Afghanistan heads agenda for Hague in US

William Hague will hold talks in Washington today on his first overseas visit after being appointed Foreign Secretary in the new coalition government.

The conflict in Afghanistan is likely to top the agenda for his discussions with United States secretary of state Hillary Clinton.

Mr Hague has promised to pursue a "solid but not slavish relationship" with America, while recognising the "huge importance" of the so-called special relationship.

He arrives hot on the heels of a four-day visit by Afghan president Hamid Karzai - who he has said would be urged by the new power-sharing administration to meet his commitments.

The Government "will give time and support for the strategy to succeed" but "that does involve the government of president Karzai implementing any commitments that it has made.

"He has been in Washington all week, president Karzai, working with the US government on their strategic partnership for the future, on implementing the commitments made, so of course we are hoping he will do that," the Foreign Secretary told the BBC.

He said British troops would remain in Afghanistan until "their job is done" and refused to set any "artificial deadline" for the withdrawal of armed forces from the conflict zone.

"We will take stock together, but we are not looking here at setting artificial deadlines, arbitrary deadlines, a date of withdrawal," he said.

There were no "sharp differences" between the approaches of the Conservatives and their Liberal Democrat coalition partners on the conflict, he insisted.

US President Barack Obama was the first world leader to telephone David Cameron to congratulate him on becoming Prime Minister.

His country had "no closer friend and ally than the United Kingdom", Mr Obama told him and extended an invitation to the White House in July.

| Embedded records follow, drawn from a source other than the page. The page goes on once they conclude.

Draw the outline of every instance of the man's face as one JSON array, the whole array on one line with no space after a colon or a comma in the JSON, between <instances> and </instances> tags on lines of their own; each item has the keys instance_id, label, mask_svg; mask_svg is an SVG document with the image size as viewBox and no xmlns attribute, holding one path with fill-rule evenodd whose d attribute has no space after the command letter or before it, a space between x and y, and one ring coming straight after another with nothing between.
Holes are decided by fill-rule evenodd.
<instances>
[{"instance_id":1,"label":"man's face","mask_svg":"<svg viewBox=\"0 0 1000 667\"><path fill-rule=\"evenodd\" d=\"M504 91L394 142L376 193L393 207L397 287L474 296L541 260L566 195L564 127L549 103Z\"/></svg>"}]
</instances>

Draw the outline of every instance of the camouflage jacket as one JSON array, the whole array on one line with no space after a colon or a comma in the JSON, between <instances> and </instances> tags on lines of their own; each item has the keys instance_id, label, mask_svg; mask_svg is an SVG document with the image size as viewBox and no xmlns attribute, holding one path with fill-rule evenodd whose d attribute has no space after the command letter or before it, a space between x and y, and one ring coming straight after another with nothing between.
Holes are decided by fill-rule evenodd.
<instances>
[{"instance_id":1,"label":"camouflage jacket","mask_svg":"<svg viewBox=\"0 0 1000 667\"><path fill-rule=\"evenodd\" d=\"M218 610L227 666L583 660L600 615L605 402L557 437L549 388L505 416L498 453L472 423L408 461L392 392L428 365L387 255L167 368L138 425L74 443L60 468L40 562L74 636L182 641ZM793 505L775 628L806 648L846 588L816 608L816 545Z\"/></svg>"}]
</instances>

Asked about the special relationship as he took up his new role, Mr Hague said: "No doubt we will not agree on everything,

"But they remain, in intelligence matters, in nuclear matters, in international diplomacy, in what we are doing in Afghanistan, the indispensable partner of this country.

"So that approach will be very much alive under this coalition Government."

General Sir Richard Dannatt, the former head of the Army, said he thought David Cameron and Nick Clegg understood that Afghanistan "is a really important issue".

He told BBC Radio 4's Today programme: "It was no surprise I think that William Hague has gone to the United States this morning and top of the agenda is Afghanistan.

"It is absolutely right that our government, the US government talks about these things and we are all absolutely clear that a) this is important, b) it's got to be done well and let's get on with it as quickly as we can."